Abbiamo ascoltato il brano delle beatitudini; è bello anche come brano letterario, ma se sei cristiano non basta un apprezzamento estetico; quella pagina deve diventare la vita, la vita buona, la vita bella.
Noi abbiamo paura del giudizio di Dio ma il giudizio di Dio è l’incontro con chi è la Verità, la giustizia e la bellezza e, in quel momento, tutto quello che nella mia vita è stata menzogna – e la menzogna inizia quando mento e direi anche quando non dico le verità che dovrei dire… – si incontrerà con il giudizio di Dio. E l’incontro con Dio è il giudizio, non c’è l’incontro con Dio e poi il giudizio; nel momento in cui incontro la fonte della verità, della giustizia, della bellezza, tutto quello che nella mia vita non è stato verità, giustizia e bellezza, crollerà in quanto costruzione destinata a decadere.

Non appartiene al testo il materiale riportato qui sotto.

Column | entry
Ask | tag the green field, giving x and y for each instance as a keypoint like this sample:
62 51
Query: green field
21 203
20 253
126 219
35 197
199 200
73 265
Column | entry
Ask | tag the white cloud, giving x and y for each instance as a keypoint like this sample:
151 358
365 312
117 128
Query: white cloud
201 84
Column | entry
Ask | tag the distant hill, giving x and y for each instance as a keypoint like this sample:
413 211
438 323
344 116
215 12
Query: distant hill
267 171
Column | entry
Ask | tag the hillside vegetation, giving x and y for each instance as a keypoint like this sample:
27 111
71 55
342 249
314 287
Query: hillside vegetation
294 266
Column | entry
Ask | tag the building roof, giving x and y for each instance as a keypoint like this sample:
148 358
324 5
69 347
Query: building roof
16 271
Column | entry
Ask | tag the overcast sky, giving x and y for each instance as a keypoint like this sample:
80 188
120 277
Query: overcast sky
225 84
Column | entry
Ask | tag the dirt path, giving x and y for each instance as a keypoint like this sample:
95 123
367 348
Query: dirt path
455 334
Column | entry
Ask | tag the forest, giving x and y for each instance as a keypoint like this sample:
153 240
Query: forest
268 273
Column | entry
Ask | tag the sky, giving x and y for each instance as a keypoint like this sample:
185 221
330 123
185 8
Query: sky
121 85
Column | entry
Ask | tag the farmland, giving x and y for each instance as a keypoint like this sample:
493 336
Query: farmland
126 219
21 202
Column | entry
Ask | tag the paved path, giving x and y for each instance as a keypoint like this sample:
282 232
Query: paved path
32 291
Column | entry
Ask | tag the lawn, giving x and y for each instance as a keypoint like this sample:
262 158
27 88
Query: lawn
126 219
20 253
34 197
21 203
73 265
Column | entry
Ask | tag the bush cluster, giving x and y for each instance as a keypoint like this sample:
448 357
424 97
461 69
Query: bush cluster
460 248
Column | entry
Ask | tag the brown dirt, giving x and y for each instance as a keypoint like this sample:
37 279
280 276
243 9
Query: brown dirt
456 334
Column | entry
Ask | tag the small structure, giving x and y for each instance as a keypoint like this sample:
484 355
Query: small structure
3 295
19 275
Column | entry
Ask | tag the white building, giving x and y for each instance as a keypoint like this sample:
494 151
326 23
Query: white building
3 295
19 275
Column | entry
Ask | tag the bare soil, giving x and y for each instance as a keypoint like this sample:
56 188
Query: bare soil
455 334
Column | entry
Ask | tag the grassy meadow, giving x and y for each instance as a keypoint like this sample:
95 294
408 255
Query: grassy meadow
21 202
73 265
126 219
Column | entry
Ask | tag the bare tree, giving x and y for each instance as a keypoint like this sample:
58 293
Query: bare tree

Il cristiano, allora, si prepara a quel momento certo – che, pure, speriamo ancora remoto – correggendo certe tendenze che ciascuno di noi ha dentro di sé, vincendo la paura che, soprattutto quando bisogna decidere, non serve a nessuno e ci fa fare le cose sbagliate, e seguendo invece la via della prudenza che non è tanto il non fare oggi quello che dovresti fare domani ma è anche e soprattutto non fare domani quello che dovresti fare oggi. Ricordiamo, infatti, tutte le pagine del Vangelo in cui Gesù parla dell’urgenza della conversione.